柴房裏沒有窗,隻有門縫透進一絲微弱的光。
我被反綁著雙手,在滿是黴味的幹草堆裏躺了整整三天。
每天中午,王大誌會端著一碗剩飯走進來。
他一邊給我鬆綁,一邊歎氣。
“星嶼,你瘦了。”
“快吃點吧,爸今天特意給你留了塊肉。”
他把碗推到我麵前,眼神裏全是那種讓人作嘔的憐憫。
我看著碗裏那塊肥得發膩的豬肉,偏過頭去。
“餓死我好了。”
“你們正好再買一個。”
王大誌的臉僵了一下,又強扯出笑意。
“你這孩子,說的什麼氣話。”
“這幾天天昊因為你的事,飯都吃不下,天天躲在被窩裏哭。”
“你說你,怎麼就這麼不懂事呢?”
我閉上眼睛,胃裏酸水直冒。
十八年來,我就是被這種裹著蜜糖的軟刀子,一點點放幹了血。
我包攬了家裏所有的重活,天不亮就起來喂豬劈柴。
李天昊可以睡到自然醒,穿著新衣服去上學。
我每天晚上借著月光看書,考了全縣第三。
他連及格線都過不去,卻能心安理得地拿走我做好的筆記。
我曾經以為,隻要我足夠努力,總有一天能捂熱他們的心。
現在我才知道,毒蛇是捂不熱的。
到了第四天傍晚,門外傳來了陌生的腳步聲。
隔著薄薄的木板,我聽到了村長老公劉大爺那標誌性的大嗓門。
“大誌啊,你家翠花的事,考慮得怎麼樣了?”
我猛地睜開眼,屏住呼吸貼在門縫上。
王翠花?
村長的女兒,那個三十歲還嫁不出去,前年喝酒把人腦袋開瓢,差點進局子的瘸腿悍婦?
王大誌的聲音壓得很低,帶著幾分討好。
“劉哥,這事兒我們鳳霞同意了。”
“隻是這彩禮......”
“八萬!”
劉大爺拍著大腿。
“全村誰家娶上門女婿能出得起八萬?翠花雖然腿腳有點毛病,但她媽是村長啊。”
“你家星嶼入贅過去,那就是吃香的喝辣的。”
“再說了,你家天昊明年要考大學,去省城不得要錢?這八萬塊,剛好夠天昊四年開銷。”
李鳳霞沉悶的咳嗽聲響起。
“八萬就八萬。”
“不過醜話說在前頭,這小子性子野,最近又犯了牛脾氣。”
“明天讓翠花直接帶人來接,到了你們家,關起門來怎麼教訓,我們不管。”
劉大爺笑得合不攏嘴。
“放心吧,翠花手裏有分寸。男人的脾氣嘛,餓幾頓就服帖了。
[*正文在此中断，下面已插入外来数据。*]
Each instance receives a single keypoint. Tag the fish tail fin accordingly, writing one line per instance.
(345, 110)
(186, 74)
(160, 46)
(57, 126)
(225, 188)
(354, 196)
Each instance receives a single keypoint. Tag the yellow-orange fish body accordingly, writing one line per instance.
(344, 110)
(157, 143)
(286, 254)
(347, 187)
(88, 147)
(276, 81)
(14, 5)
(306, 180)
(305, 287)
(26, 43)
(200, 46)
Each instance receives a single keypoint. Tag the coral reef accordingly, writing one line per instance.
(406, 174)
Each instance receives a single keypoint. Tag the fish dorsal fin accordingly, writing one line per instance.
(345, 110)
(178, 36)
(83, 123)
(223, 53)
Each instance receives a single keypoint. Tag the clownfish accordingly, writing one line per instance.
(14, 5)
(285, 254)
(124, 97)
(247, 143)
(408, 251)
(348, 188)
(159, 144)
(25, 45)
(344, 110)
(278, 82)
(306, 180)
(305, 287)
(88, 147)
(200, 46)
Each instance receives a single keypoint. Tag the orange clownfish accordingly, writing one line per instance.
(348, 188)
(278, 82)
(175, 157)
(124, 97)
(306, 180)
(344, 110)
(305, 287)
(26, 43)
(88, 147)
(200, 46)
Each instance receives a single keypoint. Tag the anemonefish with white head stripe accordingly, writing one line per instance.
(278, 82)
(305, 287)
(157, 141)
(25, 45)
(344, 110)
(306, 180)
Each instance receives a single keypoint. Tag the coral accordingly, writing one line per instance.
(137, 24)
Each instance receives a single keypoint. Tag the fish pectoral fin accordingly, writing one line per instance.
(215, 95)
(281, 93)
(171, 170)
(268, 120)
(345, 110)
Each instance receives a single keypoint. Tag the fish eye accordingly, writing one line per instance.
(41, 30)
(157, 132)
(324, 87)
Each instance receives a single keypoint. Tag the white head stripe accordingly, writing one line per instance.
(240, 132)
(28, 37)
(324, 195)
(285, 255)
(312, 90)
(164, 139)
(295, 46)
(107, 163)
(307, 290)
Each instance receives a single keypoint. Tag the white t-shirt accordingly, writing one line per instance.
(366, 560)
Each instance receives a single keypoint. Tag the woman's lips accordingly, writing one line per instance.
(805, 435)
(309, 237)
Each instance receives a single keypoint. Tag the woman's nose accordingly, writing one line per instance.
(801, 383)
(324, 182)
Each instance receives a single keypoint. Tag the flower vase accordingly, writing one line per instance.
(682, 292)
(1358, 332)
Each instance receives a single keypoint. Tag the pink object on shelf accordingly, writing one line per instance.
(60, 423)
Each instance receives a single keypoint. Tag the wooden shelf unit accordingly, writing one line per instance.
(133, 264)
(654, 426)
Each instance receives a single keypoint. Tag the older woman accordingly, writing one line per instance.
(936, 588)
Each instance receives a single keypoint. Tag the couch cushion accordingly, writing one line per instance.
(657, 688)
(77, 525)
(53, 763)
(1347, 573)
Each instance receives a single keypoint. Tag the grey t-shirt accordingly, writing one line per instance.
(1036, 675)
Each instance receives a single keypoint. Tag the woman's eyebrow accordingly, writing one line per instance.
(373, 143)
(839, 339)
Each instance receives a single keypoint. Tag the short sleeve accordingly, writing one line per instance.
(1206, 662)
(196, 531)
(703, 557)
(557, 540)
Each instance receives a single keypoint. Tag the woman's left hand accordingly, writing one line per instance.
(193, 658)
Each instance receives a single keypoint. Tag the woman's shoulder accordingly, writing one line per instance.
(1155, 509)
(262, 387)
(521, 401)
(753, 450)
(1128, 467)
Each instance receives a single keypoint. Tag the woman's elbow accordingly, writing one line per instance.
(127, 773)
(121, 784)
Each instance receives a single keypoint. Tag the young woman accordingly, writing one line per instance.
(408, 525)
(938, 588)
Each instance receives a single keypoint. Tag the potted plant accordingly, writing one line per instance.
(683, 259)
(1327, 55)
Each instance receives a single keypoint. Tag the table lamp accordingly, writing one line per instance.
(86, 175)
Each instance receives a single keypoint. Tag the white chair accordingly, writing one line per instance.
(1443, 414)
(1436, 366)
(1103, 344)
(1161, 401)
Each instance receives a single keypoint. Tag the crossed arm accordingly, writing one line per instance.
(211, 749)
”
“那明天一早,我們就來接人!”
腳步聲漸漸遠去。
柴房裏死一般寂靜。
我死死咬住嘴唇,直到嘗到濃烈的血腥味。
八萬塊。
我的前途,我的人生,甚至我活著的意義,在他們眼裏,隻值八萬塊。
拿去給他們親生兒子買手機,交學費。
回憶再次將我淹沒。
那天在橋頭,那個被打斷腿的女人,拚盡最後一點力氣朝我伸出手。
她的手指沾滿泥水和血汙。
眼底的絕望,像是要把靈魂都熬幹。
“我的兒子......”
“把我的兒子還給我......”
這十八年,他們是不是每天都在夢裏重複這種絕望?
而我,竟然在仇人的施舍下,苟活了十八年。
柴房的鎖響了。
王大誌推門進來,手裏拿著一件豔俗的紅襯衫。
他把衣服扔在草堆上,語氣不再像前幾天那樣溫和。
“換上。”
“明天村長家來接親。”
我靠在牆上,冷冷地看著他。
“買賣人口,強迫婚姻。”
“王大誌,罪加一等,你這輩子都得爛在牢裏。”
王大誌像是被戳中了痛處,猛地衝上來甩了我一巴掌。
清脆的巴掌聲在狹小的空間裏回蕩。
“我供你吃供你穿,讓你找個好人家入贅怎麼了!”
“你要是真有骨氣,就把這十八年的飯錢吐出來!”
“明天你不去也得去!”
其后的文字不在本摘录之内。